Après avoir, au cours de l'audience du 27 août 2024, tenue en présence de Mme Darnal, greffière d'audience, présenté son rapport, en l'absence de la requérante et de la préfète du Val-de-Marne, ou de leurs représentants, dûment convoqués.

Considérant ce qui suit :

1. Par une ordonnance du 20 décembre 2023, le juge des référés du présent tribunal, saisi sur le fondement de l'article L. 521-3 du code de justice administrative, a enjoint à la préfète du Val-de-Marne de délivrer à Mme C B un récépissé de demande de renouvellement de titre de séjour ou une attestation de prolongation d'instruction l'autorisant à travailler, dans un délai de huit jours à compter de la notification de l'ordonnance. Par une lettre du 5 janvier 2024, émanant du conseil de la requérante, le présent tribunal a été informé que la préfète du Val-de-Marne n'avait pas exécuté cette ordonnance. Le 4 juillet 2024, la préfecture du Val-de-Marne a communiqué au tribunal une convocation de Mme B pour le 16 juillet 2024 " dans le cadre de sa demande de renouvellement de son titre de séjour ". Une procédure juridictionnelle a été ouverte le 10 juillet 2024. Le 24 juillet 2024, la préfète du Val-de-Marne a communiqué au tribunal l'extrait du fichier national des étrangers montrant que l'intéressée a été bénéficiaire d'un récépissé de carte de séjour le 16 juillet 2024 valable six mois.

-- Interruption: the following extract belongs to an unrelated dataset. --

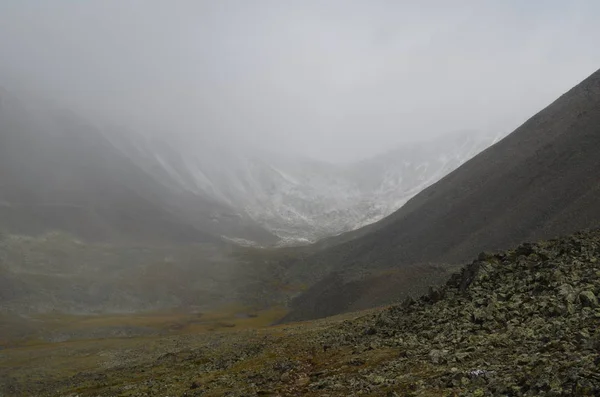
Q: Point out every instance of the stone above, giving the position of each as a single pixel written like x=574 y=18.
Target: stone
x=588 y=299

2. Aux termes d'une part de 1'article L. 911-4 du code de justice administrative : " En cas d'inexécution d'un jugement ou d'un arrêt, la partie intéressée peut demander au tribunal administratif ou à la cour administrative d'appel qui a rendu la décision d'en assurer l'exécution. / () Si le jugement ou l'arrêt dont l'exécution est demandée n'a pas défini les mesures d'exécution, la juridiction saisie procède à cette définition. Elle peut fixer un délai d'exécution et prononcer une astreinte () ". Aux termes du premier alinéa de l'article R. 921-5 du même code : " Le président () du tribunal administratif saisi d'une demande d'exécution sur le fondement de l'article L. 911-4, ou le rapporteur désigné à cette fin, accomplissent toutes diligences qu'ils jugent utiles pour assurer l'exécution de la décision juridictionnelle qui fait l'objet de la demande. ". Aux termes du premier alinéa de l'article R. 921-6 de ce code : " Dans le cas où le président estime nécessaire de prescrire des mesures d'exécution par voie juridictionnelle, et notamment de prononcer une astreinte, ou lorsque le demandeur le sollicite dans le mois qui suit la notification du classement décidé en vertu du dernier alinéa de l'article précédent et, en tout état de cause, à l'expiration d'un délai de six mois à compter de sa saisine, le président de la cour ou du tribunal ouvre par ordonnance une procédure juridictionnelle. ".

3. En l'espèce, il ressort des pièces du dossier que la préfète du Val-de-Marne, le 16 juillet 2024, a délivré à Mme B un récépissé de demande de titre de séjour valable six mois. Elle doit donc être réputée avoir exécuter l'ordonnance du 20 décembre 2023 à cette date, même si c'est avec plus de sept mois de retard. Par suite, il n'y a plus de statuer sur la demande d'exécution présentée par Mme B.

O R D O N N E :

Article 1er : Il n'y a plus lieu de statuer sur la demande d'exécution de l'ordonnance du 20 décembre 2023 du juge des référés du présent tribunal.

Article 2 : La présente ordonnance sera notifiée à Mme C B et à la préfète du Val-de-Marne.

Le juge des référés, La greffière,

M. Aymard A

La République mande et ordonne au ministre de l'intérieur et des outre-mer en ce qui le concerne et à tous commissaires de justice à ce requis en ce qui concerne les voies de droit commun contre les parties privées de pourvoir à l'exécution de la présente ordonnance.